Ces jeunes investis, c’est aussi ce qui a touché la municipalité. « Ils ont vécu ce drame et, aujourd’hui, veulent en faire un combat », souligne Muriel Parcelier, maire adjointe du quartier Bordeaux-Bastide, venue représenter la mairie et « à titre personnel ». « Le maire a voulu soutenir ces jeunes qui s’impliquent dans un combat contre la violence et tentent de mieux le comprendre. » Un combat pour trouver des solutions, « main dans la main » avec les autorités, c’est ce qui motive aussi Josiane Bambara.
Lutter contre la violence À la suite de ce drame, les autorités avaient pris des mesures significatives. « À la sortie des boîtes de nuit, ça se relâche un peu, il faudrait plus de surveillance, pointe Cédric. Mais, les heures de fermeture ont été repoussées à 5 heures pour coïncider avec le premier tram. C’est déjà ça. »
Pour le maire de Montussan, Claude Arnathau, les actions municipales manquent : « Je regrette que ce genre d’actes gratuits se perpétue, ça manque de sévérité. » L’émotion est encore palpable lorsque la mère de Dorian prend la parole. Elle compte aujourd’hui mener à bien un projet de Journée contre la violence chez les jeunes.

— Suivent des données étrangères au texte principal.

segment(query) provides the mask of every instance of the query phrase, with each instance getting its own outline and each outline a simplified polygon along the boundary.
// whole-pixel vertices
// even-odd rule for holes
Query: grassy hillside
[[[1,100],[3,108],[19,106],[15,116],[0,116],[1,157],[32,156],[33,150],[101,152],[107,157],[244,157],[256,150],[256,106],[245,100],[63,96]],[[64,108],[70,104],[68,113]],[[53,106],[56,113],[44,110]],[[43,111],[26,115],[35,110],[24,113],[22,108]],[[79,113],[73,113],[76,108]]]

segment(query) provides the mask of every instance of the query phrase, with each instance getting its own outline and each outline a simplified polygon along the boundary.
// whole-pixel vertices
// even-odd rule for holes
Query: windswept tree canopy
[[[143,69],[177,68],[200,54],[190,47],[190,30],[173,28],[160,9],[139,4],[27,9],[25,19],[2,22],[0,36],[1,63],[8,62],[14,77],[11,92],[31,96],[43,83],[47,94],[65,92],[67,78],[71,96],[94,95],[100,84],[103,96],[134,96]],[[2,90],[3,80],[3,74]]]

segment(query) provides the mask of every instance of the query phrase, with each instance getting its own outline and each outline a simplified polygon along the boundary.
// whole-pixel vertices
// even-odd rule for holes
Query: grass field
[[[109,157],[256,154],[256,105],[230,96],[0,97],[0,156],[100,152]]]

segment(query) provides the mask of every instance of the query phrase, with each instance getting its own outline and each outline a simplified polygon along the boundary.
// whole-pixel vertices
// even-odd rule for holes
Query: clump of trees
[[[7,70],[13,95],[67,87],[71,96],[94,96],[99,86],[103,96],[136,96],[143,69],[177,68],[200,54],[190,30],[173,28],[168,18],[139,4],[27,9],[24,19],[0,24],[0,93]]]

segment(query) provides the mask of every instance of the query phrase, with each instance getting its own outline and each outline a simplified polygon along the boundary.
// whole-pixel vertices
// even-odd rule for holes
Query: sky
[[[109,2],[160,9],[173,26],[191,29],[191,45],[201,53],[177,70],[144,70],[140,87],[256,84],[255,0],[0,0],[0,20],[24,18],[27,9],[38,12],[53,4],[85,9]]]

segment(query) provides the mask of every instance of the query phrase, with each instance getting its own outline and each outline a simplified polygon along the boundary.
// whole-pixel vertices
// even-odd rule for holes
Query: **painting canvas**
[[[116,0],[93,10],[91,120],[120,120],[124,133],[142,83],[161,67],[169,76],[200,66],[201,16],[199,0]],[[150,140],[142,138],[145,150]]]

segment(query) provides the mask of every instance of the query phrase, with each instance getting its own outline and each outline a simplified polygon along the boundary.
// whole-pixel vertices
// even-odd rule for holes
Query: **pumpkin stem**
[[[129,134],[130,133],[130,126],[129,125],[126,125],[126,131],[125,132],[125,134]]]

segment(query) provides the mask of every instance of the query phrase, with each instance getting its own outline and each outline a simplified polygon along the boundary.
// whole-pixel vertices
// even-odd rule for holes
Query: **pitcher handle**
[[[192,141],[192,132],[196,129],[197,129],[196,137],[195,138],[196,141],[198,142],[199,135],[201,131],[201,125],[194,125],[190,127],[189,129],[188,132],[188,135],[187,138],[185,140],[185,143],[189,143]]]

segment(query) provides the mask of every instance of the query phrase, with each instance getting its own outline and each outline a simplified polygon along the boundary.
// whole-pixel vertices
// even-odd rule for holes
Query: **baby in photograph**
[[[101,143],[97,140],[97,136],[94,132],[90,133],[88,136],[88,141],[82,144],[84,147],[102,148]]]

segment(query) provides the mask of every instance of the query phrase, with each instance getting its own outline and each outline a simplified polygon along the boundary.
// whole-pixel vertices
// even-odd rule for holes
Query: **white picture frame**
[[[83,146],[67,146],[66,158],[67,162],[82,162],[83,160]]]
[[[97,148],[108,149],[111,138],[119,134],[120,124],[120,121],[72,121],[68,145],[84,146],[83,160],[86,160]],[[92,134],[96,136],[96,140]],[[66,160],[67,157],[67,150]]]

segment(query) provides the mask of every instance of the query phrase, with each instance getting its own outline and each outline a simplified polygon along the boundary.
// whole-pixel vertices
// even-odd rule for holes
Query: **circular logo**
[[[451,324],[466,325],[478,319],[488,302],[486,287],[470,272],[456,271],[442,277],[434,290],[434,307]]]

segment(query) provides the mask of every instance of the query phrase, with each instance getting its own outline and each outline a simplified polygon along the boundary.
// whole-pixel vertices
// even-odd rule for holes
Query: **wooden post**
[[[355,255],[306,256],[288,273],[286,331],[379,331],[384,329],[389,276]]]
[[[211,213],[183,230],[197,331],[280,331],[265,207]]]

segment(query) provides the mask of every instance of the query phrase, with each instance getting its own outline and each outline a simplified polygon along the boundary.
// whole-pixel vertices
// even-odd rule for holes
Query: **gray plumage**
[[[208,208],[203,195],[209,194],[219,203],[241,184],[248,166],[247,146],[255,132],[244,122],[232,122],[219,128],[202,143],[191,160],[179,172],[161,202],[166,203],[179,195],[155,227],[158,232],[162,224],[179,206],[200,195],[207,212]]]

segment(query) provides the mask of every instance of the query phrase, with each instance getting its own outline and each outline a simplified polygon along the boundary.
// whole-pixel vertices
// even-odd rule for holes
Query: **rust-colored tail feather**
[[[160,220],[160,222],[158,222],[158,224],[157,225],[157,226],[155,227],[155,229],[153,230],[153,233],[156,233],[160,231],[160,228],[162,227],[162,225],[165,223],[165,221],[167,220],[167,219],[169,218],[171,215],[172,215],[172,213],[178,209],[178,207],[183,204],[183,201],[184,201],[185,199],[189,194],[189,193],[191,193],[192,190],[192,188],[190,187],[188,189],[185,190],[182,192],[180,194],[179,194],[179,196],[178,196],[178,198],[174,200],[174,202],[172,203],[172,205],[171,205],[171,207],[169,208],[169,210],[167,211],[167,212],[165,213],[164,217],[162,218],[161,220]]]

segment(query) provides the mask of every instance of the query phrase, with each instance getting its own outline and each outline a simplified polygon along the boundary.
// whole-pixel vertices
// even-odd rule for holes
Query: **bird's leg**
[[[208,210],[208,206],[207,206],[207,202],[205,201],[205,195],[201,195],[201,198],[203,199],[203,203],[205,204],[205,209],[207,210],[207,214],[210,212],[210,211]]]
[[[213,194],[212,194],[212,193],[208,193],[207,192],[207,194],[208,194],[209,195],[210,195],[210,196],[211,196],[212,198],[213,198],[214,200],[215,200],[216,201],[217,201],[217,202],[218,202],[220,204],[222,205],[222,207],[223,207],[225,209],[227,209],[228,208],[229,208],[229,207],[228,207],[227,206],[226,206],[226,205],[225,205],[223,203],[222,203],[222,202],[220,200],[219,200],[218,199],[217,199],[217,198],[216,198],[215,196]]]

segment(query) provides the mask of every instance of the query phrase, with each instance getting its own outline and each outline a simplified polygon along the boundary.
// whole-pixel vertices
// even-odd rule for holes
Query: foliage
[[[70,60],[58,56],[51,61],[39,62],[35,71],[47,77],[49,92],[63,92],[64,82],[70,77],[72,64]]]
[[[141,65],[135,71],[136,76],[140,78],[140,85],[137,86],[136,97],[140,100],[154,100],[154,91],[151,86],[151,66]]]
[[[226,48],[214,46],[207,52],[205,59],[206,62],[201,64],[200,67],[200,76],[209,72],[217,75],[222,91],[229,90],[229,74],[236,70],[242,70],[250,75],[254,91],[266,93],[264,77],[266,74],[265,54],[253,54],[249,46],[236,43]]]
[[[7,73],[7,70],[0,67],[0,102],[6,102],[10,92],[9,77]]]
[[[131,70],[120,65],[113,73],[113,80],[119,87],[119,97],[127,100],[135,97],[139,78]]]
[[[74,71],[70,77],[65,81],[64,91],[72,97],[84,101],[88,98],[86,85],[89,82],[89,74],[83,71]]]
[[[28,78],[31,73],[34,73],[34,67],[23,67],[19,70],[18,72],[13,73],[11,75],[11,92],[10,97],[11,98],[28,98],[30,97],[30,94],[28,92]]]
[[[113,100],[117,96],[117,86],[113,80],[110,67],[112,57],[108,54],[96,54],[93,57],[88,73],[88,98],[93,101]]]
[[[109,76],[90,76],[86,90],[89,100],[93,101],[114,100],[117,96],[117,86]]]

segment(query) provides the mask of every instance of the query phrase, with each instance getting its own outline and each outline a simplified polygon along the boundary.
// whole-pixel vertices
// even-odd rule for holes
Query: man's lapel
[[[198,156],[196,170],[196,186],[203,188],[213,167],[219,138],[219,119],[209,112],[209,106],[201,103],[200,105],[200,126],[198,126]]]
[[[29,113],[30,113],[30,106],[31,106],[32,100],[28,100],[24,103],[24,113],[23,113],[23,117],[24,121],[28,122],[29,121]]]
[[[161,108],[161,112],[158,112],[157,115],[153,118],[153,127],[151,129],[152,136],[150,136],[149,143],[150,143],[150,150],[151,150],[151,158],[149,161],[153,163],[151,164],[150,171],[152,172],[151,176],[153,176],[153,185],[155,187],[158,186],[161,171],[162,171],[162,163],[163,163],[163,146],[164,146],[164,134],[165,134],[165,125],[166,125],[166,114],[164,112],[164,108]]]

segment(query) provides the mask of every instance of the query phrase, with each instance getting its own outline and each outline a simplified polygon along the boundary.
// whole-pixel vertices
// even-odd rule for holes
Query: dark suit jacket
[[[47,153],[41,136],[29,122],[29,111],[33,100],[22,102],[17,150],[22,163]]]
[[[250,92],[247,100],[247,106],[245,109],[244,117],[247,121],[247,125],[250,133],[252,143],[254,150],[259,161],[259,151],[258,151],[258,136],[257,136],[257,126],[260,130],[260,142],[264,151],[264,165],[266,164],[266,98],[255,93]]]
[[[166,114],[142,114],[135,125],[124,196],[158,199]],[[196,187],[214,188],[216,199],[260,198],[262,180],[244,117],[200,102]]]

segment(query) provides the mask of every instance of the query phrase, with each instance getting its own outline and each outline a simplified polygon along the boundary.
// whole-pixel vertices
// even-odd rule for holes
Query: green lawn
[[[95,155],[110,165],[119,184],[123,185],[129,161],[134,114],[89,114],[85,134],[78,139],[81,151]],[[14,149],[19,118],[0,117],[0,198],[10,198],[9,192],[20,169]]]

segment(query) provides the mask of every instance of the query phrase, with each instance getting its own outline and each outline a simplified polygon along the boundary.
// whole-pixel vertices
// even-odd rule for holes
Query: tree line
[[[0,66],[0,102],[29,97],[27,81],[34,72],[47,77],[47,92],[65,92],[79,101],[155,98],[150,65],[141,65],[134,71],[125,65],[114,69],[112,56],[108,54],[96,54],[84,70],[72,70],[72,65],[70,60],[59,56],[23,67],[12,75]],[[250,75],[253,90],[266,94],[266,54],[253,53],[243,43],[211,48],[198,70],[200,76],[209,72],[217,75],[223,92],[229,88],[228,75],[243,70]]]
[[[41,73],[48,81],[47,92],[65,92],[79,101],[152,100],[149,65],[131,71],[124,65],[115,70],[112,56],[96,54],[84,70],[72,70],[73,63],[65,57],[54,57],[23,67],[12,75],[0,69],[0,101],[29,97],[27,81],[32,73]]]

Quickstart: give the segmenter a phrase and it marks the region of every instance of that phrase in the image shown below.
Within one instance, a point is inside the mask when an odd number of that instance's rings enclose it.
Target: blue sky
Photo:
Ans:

Et son fils d’ajouter : « On pense aussi à des stages et à faire de la prévention dans les écoles et à la sortie des boîtes. »
Un autre projet est en marche pour continuer à faire vivre la mémoire de Dorian : la construction d’un dispensaire dans le village natal de son grand-père au Burkina Faso. « Il était enchanté de découvrir ses origines », raconte son père. Après deux voyages, il s’était engagé dans cette action humanitaire avec l’association « Tiemoko solidarité Aquitaine Burkina ». Un dispensaire qui devrait peut-être porter son prénom pour que le travail solidaire de Dorian vive dans ses deux pays. « Il faut maintenir ce qui a été commencé, ce serait dommage d’abandonner », ponctue Cédric.